In his introductory essay, Arrowsmith stresses Montale’s concern for Otherness, but the translation misses an opportunity here: “vita che non e un’ altra ma se stessa” becomes “life that’s nothing but itself” and so loses the word “altra”: “a life that is no other than itself.” Being no other than itself means being fundamentally Other to everyone else; though the word “nothing” emphasizes the paradox of the mother being lost to nothingness in death, while also being entirely herself.

Of course the stanza itself has not yet told us that she is still herself–if the road ahead is not a way, if a life depends on the particularity of hands, a face, and gestures, then we might think she is irrecoverably gone; but she is not. The fact of these having existed, “this”–“questo”–sets her down (“ti pone”) in the Elysium he claims. It’s an enormous “this,” a “questo” that answers to her entire, essential self, but it could not be adequately specified any more than the italics could be–critical paraphrase of it is itself a gesture towards the gestures of which she is the summation and source.

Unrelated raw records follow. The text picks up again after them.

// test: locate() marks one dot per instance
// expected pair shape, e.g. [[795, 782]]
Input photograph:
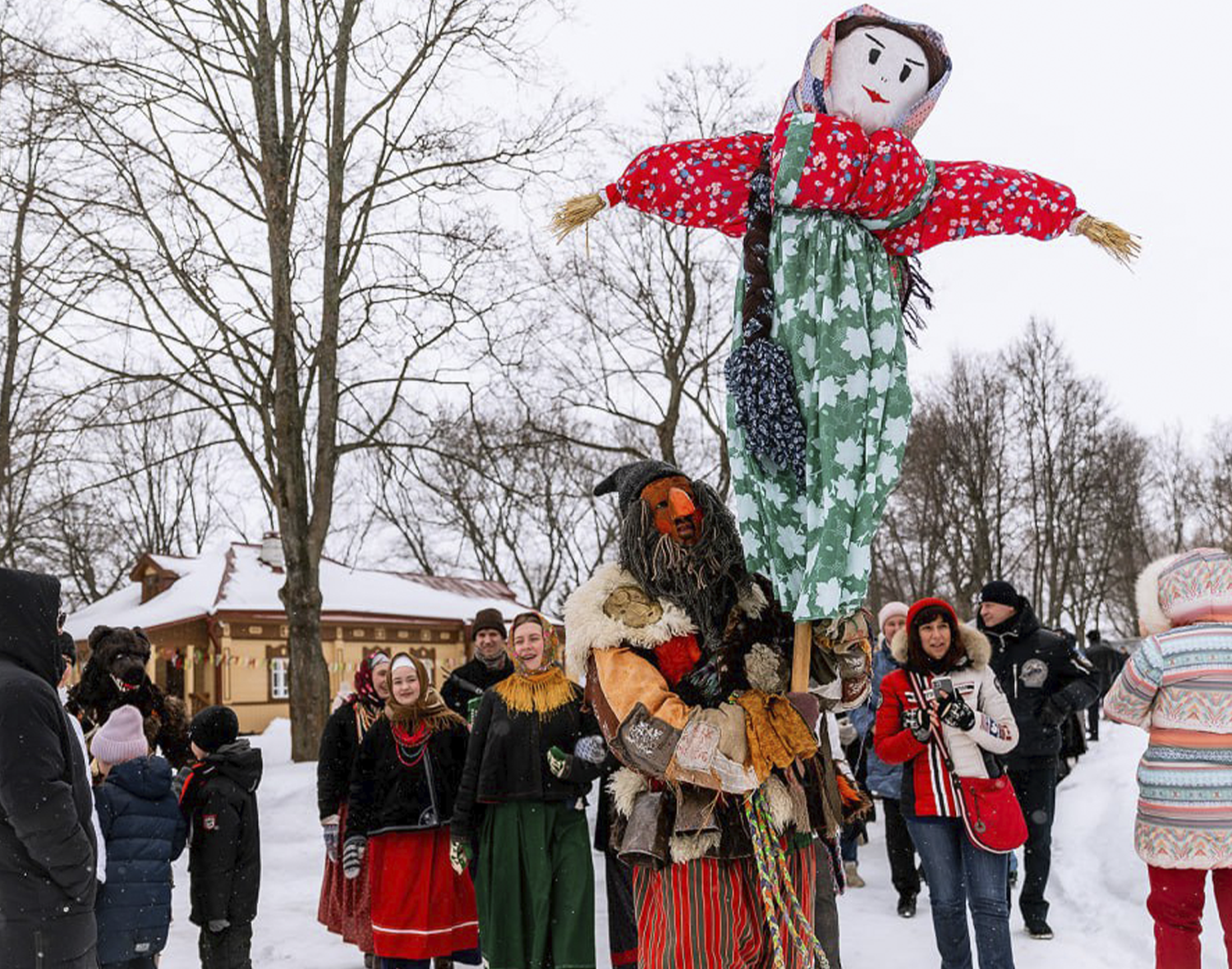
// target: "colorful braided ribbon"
[[779, 897]]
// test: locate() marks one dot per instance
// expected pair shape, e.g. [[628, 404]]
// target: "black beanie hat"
[[1002, 592], [628, 480], [214, 727], [488, 619]]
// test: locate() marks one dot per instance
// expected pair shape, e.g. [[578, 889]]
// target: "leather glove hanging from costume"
[[917, 722], [848, 732], [1052, 713], [352, 856], [460, 855], [329, 833], [954, 712]]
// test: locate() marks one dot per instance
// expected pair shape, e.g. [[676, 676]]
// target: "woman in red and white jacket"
[[975, 723]]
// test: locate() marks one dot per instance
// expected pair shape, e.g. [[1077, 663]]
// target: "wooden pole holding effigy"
[[801, 656]]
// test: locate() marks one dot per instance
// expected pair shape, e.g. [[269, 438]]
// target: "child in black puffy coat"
[[145, 833], [224, 840]]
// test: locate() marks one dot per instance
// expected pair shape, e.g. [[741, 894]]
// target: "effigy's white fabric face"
[[876, 76]]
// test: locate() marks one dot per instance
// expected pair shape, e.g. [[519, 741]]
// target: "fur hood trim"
[[591, 622], [978, 648], [1190, 586], [1146, 597]]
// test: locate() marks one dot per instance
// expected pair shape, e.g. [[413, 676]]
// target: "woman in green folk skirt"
[[530, 762]]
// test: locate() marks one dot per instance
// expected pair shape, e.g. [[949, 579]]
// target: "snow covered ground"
[[1096, 890]]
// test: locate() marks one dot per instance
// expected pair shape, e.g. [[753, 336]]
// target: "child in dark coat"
[[145, 833], [224, 841]]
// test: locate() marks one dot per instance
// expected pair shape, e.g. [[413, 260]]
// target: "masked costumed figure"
[[833, 207], [116, 676], [347, 902], [724, 786]]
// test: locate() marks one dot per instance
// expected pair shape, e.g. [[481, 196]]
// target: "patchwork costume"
[[818, 416], [724, 786]]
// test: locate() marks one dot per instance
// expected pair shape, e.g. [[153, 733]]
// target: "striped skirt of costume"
[[709, 912]]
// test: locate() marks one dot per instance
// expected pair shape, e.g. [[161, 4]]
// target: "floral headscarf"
[[365, 688], [808, 93]]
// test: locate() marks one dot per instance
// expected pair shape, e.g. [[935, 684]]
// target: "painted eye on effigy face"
[[876, 74]]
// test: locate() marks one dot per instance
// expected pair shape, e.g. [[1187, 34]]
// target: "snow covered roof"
[[237, 580]]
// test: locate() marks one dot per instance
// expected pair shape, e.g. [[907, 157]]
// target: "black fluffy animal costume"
[[115, 676]]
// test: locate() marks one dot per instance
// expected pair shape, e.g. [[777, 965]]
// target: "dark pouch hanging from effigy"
[[695, 811], [648, 833]]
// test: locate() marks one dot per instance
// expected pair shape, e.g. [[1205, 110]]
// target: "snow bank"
[[1098, 887]]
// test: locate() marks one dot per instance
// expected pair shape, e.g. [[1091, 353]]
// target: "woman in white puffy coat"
[[973, 719]]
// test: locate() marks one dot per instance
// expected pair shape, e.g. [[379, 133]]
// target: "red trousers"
[[1175, 904]]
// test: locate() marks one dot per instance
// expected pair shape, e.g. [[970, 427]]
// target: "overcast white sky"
[[1111, 99]]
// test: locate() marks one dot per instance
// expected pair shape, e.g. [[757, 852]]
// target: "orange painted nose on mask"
[[679, 503]]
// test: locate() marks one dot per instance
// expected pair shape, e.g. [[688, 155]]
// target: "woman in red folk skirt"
[[402, 798], [344, 902]]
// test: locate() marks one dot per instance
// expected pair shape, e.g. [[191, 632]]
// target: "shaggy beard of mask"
[[702, 579]]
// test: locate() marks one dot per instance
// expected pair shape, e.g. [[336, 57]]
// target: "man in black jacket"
[[224, 838], [47, 843], [490, 665], [1046, 681]]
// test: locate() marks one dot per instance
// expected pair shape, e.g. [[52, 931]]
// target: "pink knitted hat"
[[122, 737]]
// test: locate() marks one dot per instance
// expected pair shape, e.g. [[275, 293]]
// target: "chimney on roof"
[[271, 552]]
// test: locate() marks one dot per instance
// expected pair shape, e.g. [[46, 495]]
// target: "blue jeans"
[[961, 875]]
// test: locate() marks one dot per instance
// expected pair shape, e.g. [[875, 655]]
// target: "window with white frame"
[[280, 686]]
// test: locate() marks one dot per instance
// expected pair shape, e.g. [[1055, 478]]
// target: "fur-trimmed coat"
[[642, 661]]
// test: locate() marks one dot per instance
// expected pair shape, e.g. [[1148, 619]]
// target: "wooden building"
[[219, 631]]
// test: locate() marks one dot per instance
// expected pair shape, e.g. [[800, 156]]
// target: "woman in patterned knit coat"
[[1178, 686]]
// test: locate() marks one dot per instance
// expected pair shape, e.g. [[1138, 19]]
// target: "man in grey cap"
[[487, 668]]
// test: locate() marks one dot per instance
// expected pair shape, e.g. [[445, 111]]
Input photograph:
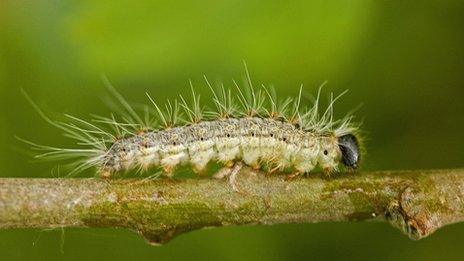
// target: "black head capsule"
[[349, 147]]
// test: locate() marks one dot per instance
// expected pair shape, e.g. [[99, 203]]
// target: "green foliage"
[[400, 59]]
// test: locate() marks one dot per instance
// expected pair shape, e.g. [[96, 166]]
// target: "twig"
[[417, 202]]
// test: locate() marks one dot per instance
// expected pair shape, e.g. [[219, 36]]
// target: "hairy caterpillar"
[[253, 128]]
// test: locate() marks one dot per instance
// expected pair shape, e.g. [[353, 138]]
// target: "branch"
[[417, 202]]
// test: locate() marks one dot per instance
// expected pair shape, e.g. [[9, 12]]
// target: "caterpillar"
[[252, 127]]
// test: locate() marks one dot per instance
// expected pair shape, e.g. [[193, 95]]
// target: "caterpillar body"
[[265, 131]]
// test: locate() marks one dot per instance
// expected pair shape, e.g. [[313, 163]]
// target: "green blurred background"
[[403, 60]]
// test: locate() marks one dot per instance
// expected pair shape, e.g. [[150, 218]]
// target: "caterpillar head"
[[349, 146]]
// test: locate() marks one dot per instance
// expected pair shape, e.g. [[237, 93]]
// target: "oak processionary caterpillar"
[[253, 127]]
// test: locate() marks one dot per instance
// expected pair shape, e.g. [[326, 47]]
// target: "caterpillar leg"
[[230, 172], [233, 175]]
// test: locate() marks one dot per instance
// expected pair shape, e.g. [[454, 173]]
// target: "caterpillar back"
[[252, 126]]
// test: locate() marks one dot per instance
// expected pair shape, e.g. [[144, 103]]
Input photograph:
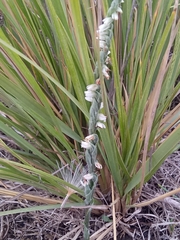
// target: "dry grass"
[[160, 221]]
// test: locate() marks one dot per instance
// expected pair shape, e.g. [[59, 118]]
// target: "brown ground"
[[159, 221]]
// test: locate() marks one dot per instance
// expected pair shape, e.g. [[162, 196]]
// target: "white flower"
[[102, 105], [107, 20], [86, 145], [98, 165], [92, 87], [119, 10], [89, 138], [115, 16], [101, 125], [90, 95], [89, 99], [105, 71], [103, 27], [86, 178], [102, 44], [102, 117]]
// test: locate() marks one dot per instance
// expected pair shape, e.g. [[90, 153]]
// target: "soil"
[[158, 221]]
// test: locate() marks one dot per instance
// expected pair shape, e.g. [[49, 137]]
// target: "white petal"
[[107, 20], [98, 165], [86, 145], [102, 44], [115, 16], [88, 176], [101, 125], [102, 117], [90, 93], [89, 99], [92, 87], [119, 10], [102, 105], [89, 138]]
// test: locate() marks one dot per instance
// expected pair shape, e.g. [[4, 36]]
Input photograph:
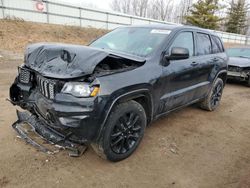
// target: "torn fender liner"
[[28, 124], [66, 61]]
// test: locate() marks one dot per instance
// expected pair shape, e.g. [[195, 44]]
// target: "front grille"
[[24, 75], [234, 69], [46, 87]]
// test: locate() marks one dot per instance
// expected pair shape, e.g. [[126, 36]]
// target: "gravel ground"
[[188, 148]]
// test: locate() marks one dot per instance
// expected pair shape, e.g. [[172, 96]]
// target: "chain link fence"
[[57, 13]]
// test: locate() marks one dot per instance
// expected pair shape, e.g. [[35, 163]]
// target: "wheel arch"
[[223, 76], [142, 96]]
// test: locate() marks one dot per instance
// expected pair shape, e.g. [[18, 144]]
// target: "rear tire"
[[212, 101], [122, 132]]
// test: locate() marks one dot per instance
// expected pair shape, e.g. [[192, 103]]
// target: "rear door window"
[[216, 45], [185, 40], [204, 46]]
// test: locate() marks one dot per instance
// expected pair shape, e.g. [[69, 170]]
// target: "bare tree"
[[123, 6], [140, 7], [166, 10], [161, 9]]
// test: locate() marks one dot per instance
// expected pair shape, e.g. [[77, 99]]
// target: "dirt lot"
[[189, 148]]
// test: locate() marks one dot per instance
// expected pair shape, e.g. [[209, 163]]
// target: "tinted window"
[[239, 52], [185, 40], [216, 45], [204, 46]]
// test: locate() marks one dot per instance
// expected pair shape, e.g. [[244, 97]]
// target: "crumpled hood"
[[66, 61], [239, 62]]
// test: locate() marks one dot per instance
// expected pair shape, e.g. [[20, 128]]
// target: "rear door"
[[207, 60], [181, 78]]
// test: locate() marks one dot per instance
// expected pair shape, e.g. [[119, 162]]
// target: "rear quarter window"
[[204, 46], [217, 46]]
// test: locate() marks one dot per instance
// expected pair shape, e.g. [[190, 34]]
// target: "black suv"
[[105, 94]]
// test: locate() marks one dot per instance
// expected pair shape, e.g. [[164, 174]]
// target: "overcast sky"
[[101, 4]]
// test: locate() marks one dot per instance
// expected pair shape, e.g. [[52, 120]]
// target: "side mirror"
[[177, 53]]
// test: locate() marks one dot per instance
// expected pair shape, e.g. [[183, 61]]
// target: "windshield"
[[239, 52], [136, 41]]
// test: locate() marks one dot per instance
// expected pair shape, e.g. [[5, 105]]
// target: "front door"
[[181, 78]]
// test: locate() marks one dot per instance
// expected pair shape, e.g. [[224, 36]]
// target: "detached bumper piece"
[[43, 138]]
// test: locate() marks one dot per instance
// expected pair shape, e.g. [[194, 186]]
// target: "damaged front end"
[[58, 86], [30, 128]]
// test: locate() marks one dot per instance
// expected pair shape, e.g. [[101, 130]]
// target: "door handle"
[[194, 63]]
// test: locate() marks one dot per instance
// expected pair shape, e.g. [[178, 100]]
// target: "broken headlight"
[[79, 89]]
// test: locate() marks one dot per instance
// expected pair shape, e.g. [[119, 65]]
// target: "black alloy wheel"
[[126, 133]]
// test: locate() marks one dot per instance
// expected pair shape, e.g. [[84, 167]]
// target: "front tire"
[[122, 132], [212, 101]]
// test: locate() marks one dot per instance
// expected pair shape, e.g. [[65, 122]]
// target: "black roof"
[[172, 27]]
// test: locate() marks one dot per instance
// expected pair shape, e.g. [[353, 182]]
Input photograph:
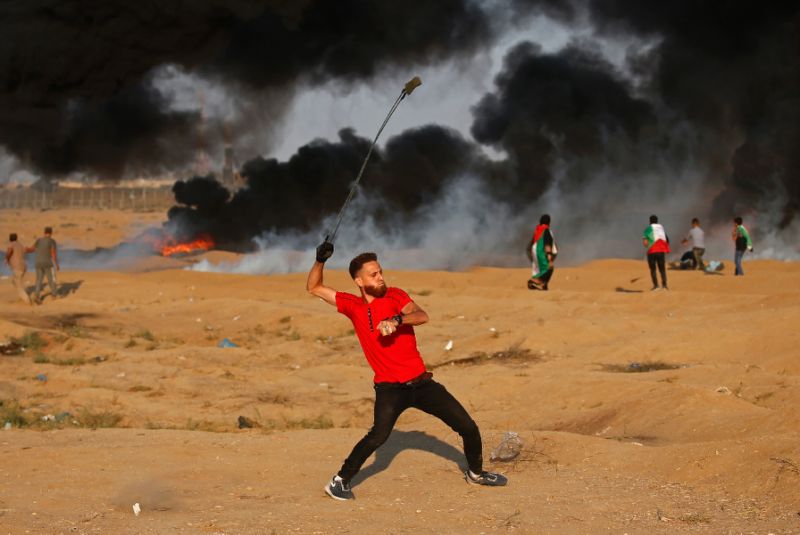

Arrowsmith renders it “that Elysium” but “the Elysium” might capture the sense too; he emphasizes what is definite and specific in the article to suggest that it is not the Elysium of the myths, that it is perhaps as particular to her as the memories Montale has. Not that she is alone there: “crowded with souls and voices.” But I suspect (without certainty) an ambiguity in the Italian that Arrowsmith’s punctuation partially alleviates: “folto d’anime e voci in cui tu vivi.” Arrowsmith sets a comma before the final phrase (“and voices, in which you live”) as if to clarify that it is Elysium in which she lives–but why is it not “sets you in that Elysium full of souls and voices in which you live,” so that she lives in the souls and voices, the souls of those still living and capable of remembering, the voice of the poet and others; those too could constitute an Elysium, the poem harboring traces of her gestures, as all of Montale’s poems harbor, and transfigure, traces of gestures, mementos, and memories.

Is the poem a sonnet? Without the parenthetical, it would occupy fourteen lines; but the Petrarchan sonnet would not end in a couplet, and would consist of an octet and sestet. Montale’s couplet, at any rate, is a typographical effect rather than rhyme on the page. But a sonnet form hovers in the poem’s memory.

The question (“domanda”–the imploring force is perhaps greater than the word “question” allows) at the center of the poem, its origin, has not been answered, and to the fact of the question the poem returns. But the question itself, the poet’s asking it, is now seen differently, as a gesture that the mother has left behind, and so as a part of her for the poet to cherish and preserve, even if he cannot answer it.

The final phrase is a rebuttal of Christian consolation; she has been sheltered all the while in the shadow of crosses, but he still asks what will shelter her. The “ombra” here (“ombra della croci”) is other than the “ombra” in the question he has asked, but the “ombra” of the question was itself not the right word, and the question grows out of the shadow of the cross; that question was left behind by his mother, who was given a Christian (Catholic, presumably) burial, and the terms of the question itself are the terms of a predominantly Catholic nation’s language and traditions; they are not entirely adequate for what he needs to say, but they are also not entirely inadequate; they make the need for saying it, and asking it, possible.